2. Make Sure Your Vendor Is Not on a Government Watch List
The U.S. Patriot Act requires that all businesses are in compliance with the Foreign Corrupt Practices Act and the UK Anti-Bribery Regulations. Obviously, you want to steer clear of any vendor that has been found to violate either of these acts or ends up on a government watch list. In the long run, the headache of working with them will not be worth it.
3. Interview Multiple Vendors
Similar to hiring an employee, choosing to work with a vendor is determined by a variety of factors, including personality, quality of work and cultural fit. Especially if you anticipate entering into a long-term relationship with a vendor, ensuring that they are a good fit is important. Bring in a few different vendors that you have identified as candidates, and ask them the same set of questions.
If possible, have one or two other employees sit in on the interview so you can get a second opinion. In the case of how many to interview, at least three seems to be the magic number.
4. Ask for References
You can either ask for references from all of the vendors you interview, or seek references from only your list of top choices. Vendors should have a list of references at the ready, including name and contact information, for current clients who are willing to speak with you directly.

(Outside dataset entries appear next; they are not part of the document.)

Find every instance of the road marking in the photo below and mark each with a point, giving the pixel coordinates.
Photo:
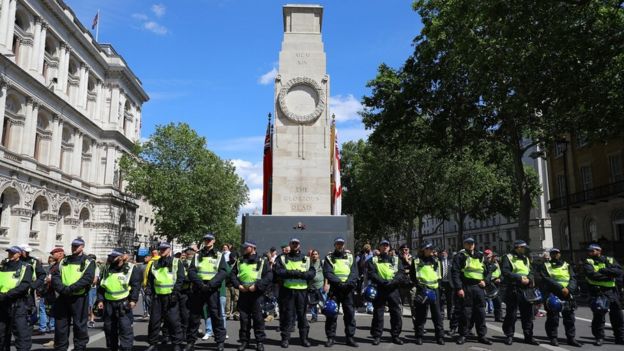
(519, 336)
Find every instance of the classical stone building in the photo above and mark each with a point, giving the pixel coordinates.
(71, 107)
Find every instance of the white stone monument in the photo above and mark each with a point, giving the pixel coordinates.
(301, 145)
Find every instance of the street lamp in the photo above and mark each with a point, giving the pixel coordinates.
(563, 146)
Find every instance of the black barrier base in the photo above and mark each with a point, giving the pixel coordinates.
(315, 232)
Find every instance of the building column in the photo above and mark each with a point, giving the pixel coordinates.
(30, 128)
(77, 159)
(57, 136)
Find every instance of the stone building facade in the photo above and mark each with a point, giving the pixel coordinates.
(71, 108)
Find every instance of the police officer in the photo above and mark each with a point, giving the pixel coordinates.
(117, 294)
(72, 282)
(558, 279)
(252, 276)
(207, 271)
(495, 280)
(15, 281)
(601, 273)
(518, 275)
(386, 272)
(340, 270)
(469, 273)
(165, 279)
(296, 272)
(425, 276)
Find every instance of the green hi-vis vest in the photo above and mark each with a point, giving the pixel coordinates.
(474, 267)
(426, 273)
(559, 274)
(598, 266)
(496, 274)
(249, 273)
(116, 285)
(518, 265)
(301, 266)
(72, 272)
(11, 279)
(164, 279)
(386, 270)
(208, 266)
(341, 266)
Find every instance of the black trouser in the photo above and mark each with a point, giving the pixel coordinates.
(68, 310)
(514, 300)
(250, 311)
(118, 326)
(293, 304)
(446, 294)
(552, 323)
(163, 308)
(615, 316)
(419, 317)
(14, 321)
(344, 297)
(472, 310)
(185, 312)
(213, 301)
(392, 298)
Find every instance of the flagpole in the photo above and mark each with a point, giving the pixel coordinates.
(97, 27)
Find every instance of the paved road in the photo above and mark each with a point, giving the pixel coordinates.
(317, 334)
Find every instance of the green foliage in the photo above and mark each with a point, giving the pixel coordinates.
(192, 189)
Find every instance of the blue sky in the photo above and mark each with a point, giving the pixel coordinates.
(209, 63)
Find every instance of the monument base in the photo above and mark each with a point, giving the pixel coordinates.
(315, 232)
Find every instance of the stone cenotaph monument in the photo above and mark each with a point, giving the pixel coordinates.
(301, 196)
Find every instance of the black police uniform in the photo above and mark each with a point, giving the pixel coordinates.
(343, 294)
(117, 315)
(551, 286)
(471, 308)
(293, 302)
(72, 309)
(419, 310)
(387, 293)
(250, 303)
(514, 299)
(14, 308)
(612, 271)
(165, 307)
(206, 292)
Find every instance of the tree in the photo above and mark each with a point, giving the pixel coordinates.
(517, 74)
(193, 190)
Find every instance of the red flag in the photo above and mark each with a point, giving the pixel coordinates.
(267, 163)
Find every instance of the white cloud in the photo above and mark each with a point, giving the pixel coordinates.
(159, 10)
(268, 77)
(156, 28)
(345, 108)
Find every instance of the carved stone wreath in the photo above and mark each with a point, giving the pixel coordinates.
(320, 98)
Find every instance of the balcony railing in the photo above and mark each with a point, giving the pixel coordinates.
(603, 192)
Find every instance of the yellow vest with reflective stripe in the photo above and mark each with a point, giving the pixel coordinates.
(295, 283)
(208, 266)
(249, 273)
(519, 266)
(386, 270)
(71, 273)
(164, 280)
(559, 274)
(598, 266)
(341, 266)
(474, 267)
(116, 285)
(426, 273)
(11, 279)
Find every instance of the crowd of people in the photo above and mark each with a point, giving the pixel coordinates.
(180, 290)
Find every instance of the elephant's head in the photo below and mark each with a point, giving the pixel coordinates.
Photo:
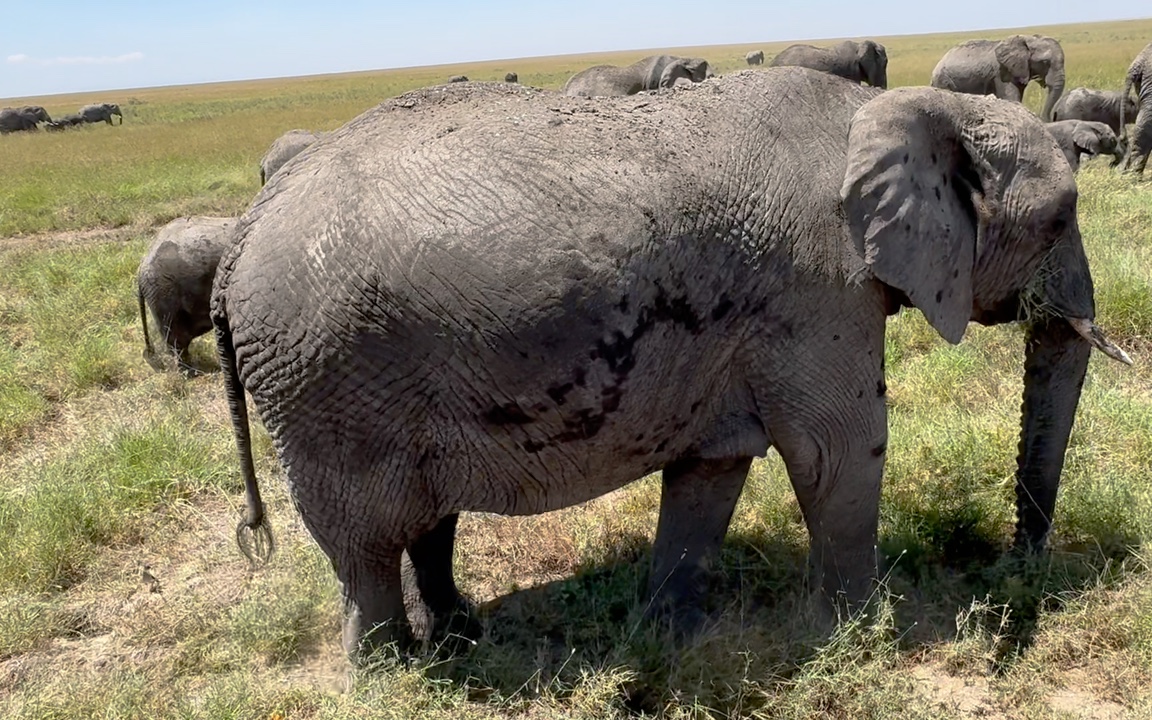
(964, 207)
(873, 63)
(1025, 58)
(692, 69)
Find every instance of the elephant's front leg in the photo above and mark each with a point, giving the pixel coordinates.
(696, 506)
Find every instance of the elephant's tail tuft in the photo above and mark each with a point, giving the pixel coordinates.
(254, 536)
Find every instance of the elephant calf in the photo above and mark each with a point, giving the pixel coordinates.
(175, 281)
(1076, 137)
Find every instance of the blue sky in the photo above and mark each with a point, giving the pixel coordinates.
(51, 46)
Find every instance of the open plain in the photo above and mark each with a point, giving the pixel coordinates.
(122, 593)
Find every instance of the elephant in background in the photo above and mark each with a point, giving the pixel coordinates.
(664, 290)
(1139, 143)
(283, 149)
(25, 118)
(1106, 106)
(1076, 137)
(101, 112)
(650, 73)
(859, 62)
(1003, 68)
(175, 280)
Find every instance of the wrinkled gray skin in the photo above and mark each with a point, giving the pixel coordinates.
(283, 149)
(1106, 106)
(1003, 68)
(27, 118)
(545, 304)
(1139, 143)
(1076, 137)
(175, 280)
(861, 62)
(650, 73)
(101, 112)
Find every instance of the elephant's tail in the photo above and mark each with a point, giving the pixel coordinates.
(257, 543)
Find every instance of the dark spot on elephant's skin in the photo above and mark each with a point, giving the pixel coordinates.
(508, 414)
(558, 392)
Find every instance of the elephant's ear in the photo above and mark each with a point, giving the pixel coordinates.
(1014, 57)
(914, 194)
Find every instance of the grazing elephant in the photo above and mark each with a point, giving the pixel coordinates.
(175, 281)
(859, 62)
(101, 112)
(1139, 142)
(283, 149)
(634, 304)
(1088, 137)
(1106, 106)
(1003, 68)
(27, 118)
(651, 73)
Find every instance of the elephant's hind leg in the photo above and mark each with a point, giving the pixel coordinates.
(696, 505)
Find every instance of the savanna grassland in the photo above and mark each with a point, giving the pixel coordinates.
(107, 467)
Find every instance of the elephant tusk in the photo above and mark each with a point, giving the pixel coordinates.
(1094, 335)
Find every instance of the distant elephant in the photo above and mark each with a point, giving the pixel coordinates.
(859, 62)
(27, 118)
(175, 280)
(1003, 68)
(1084, 136)
(657, 289)
(651, 73)
(101, 112)
(1139, 143)
(283, 149)
(1106, 106)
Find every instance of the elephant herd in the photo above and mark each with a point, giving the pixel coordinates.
(30, 116)
(493, 297)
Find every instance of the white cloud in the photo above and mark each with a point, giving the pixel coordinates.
(80, 59)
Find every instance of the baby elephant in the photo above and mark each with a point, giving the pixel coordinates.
(175, 281)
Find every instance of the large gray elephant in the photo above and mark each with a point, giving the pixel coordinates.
(1106, 106)
(1077, 137)
(1003, 68)
(25, 118)
(859, 62)
(101, 112)
(1139, 143)
(651, 73)
(283, 149)
(633, 304)
(175, 280)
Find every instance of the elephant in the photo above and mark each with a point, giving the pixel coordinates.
(1085, 136)
(1106, 106)
(859, 62)
(1003, 68)
(101, 112)
(283, 149)
(1139, 144)
(630, 305)
(650, 73)
(27, 118)
(174, 279)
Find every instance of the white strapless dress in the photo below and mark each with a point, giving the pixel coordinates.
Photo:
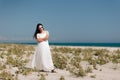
(42, 59)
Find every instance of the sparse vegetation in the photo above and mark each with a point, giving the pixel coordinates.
(17, 56)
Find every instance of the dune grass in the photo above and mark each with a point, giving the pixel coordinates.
(65, 58)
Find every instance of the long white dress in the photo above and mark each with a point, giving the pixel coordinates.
(42, 59)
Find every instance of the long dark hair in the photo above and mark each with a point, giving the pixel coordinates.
(37, 30)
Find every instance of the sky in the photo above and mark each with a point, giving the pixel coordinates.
(66, 20)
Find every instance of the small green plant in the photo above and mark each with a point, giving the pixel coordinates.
(7, 76)
(59, 61)
(62, 78)
(42, 77)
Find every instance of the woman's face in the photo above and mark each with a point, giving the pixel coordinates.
(40, 27)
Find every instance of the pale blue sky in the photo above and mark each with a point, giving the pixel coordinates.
(66, 20)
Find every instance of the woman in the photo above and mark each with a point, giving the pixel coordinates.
(42, 59)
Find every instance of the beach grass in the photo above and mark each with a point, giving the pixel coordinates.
(78, 61)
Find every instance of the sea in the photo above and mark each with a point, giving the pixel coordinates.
(79, 44)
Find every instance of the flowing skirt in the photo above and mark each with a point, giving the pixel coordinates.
(42, 58)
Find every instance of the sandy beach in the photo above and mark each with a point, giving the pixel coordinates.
(71, 63)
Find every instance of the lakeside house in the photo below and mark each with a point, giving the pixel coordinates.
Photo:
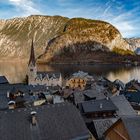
(41, 78)
(126, 128)
(49, 122)
(79, 80)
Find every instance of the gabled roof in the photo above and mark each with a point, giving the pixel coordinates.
(132, 125)
(32, 55)
(101, 125)
(124, 107)
(54, 122)
(49, 75)
(132, 96)
(3, 80)
(98, 106)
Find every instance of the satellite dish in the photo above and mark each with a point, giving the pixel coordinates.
(11, 102)
(33, 112)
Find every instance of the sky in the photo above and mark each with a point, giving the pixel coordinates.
(123, 14)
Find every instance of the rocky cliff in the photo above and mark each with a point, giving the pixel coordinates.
(134, 43)
(16, 34)
(56, 38)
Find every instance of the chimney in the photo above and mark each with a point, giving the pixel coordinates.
(101, 105)
(33, 118)
(11, 104)
(107, 98)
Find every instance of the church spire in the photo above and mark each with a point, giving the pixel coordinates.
(32, 55)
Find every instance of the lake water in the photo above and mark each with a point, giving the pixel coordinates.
(16, 71)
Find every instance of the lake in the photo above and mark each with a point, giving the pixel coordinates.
(16, 71)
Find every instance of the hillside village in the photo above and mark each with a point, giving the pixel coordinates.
(81, 107)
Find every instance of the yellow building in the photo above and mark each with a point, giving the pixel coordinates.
(79, 80)
(76, 82)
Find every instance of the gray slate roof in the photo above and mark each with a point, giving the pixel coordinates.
(94, 106)
(101, 125)
(132, 124)
(54, 122)
(49, 74)
(3, 80)
(124, 107)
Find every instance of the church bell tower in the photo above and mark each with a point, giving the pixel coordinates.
(32, 69)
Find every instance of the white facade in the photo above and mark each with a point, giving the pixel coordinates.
(41, 78)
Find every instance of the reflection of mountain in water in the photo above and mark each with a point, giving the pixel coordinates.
(125, 75)
(16, 71)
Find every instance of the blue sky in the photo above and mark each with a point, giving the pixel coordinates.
(123, 14)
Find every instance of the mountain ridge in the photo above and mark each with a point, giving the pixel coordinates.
(54, 35)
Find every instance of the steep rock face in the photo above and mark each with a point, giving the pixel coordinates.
(134, 42)
(83, 35)
(16, 34)
(66, 37)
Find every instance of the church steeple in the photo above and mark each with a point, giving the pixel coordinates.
(32, 56)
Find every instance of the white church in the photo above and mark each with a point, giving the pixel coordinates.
(41, 78)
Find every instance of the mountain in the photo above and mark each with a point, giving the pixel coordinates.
(135, 44)
(16, 34)
(59, 38)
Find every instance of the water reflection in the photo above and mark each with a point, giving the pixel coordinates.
(16, 71)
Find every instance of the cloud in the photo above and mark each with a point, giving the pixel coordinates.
(125, 15)
(25, 7)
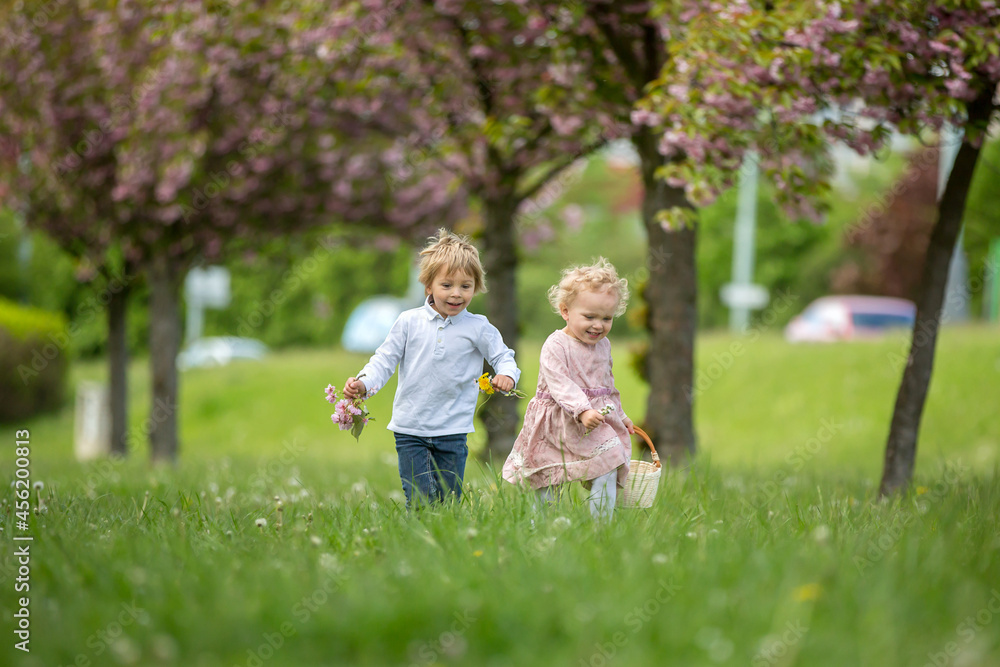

5. Take Them for a Test Drive
If you’re buying an e-ticket item, such as a customer relationship management (CRM) software program or even just high cost supplies and materials, ask the vendor for a trial period. Try to avoid signing a twelve-month contract until you’ve used the vendor one or two times. The information you gather during this testing phase is invaluable, as it will help get a real-world idea of how said vendor operates and responds to any issues.
6. Verify Their Licenses and Insurance Policies for Yourself
Don’t just take the vendor’s word for it that they are compliant with insurance and licensing requirements for their industry. Again, the Better Business Bureau is a good place to start when looking for this information. You also want to search public records to see if there have been any complaints filed against them.
Lastly, it might be worth a Google search to see what the buzz on the internet is about the vendor. Of course, take anything posted to a public forum—especially if it’s posted anonymously—with a healthy dose of salt.
7. Review Their Security, Especially Their Digital Security
Chances are that the information you’ll share with the vendor will be somewhat sensitive. Whether it’s bank account information, Social Security Numbers or technical specifications, you want to know this information will be secure. With the number of data breaches on the rise, especially among businesses, make sure to ask the vendor what security measures they have in place.
8. Ask for Your Service Level Agreement (SLA) in Writing
Then go over it carefully. A service level agreement is a contract with open-ended dating between you and the vendor that outlines what is and what is not included as part of their scope of work. It also outlines your responsibilities regarding payment, and how you and the vendor will dissolve your working relationship when the time comes.
Working with a vendor can greatly expand your business’ capabilities and response times. Make sure, however, that you’re striking up a partnership with a trusted business. That way, your business can avoid the pitfalls of entering an agreement with an unethical or ineffective vendor.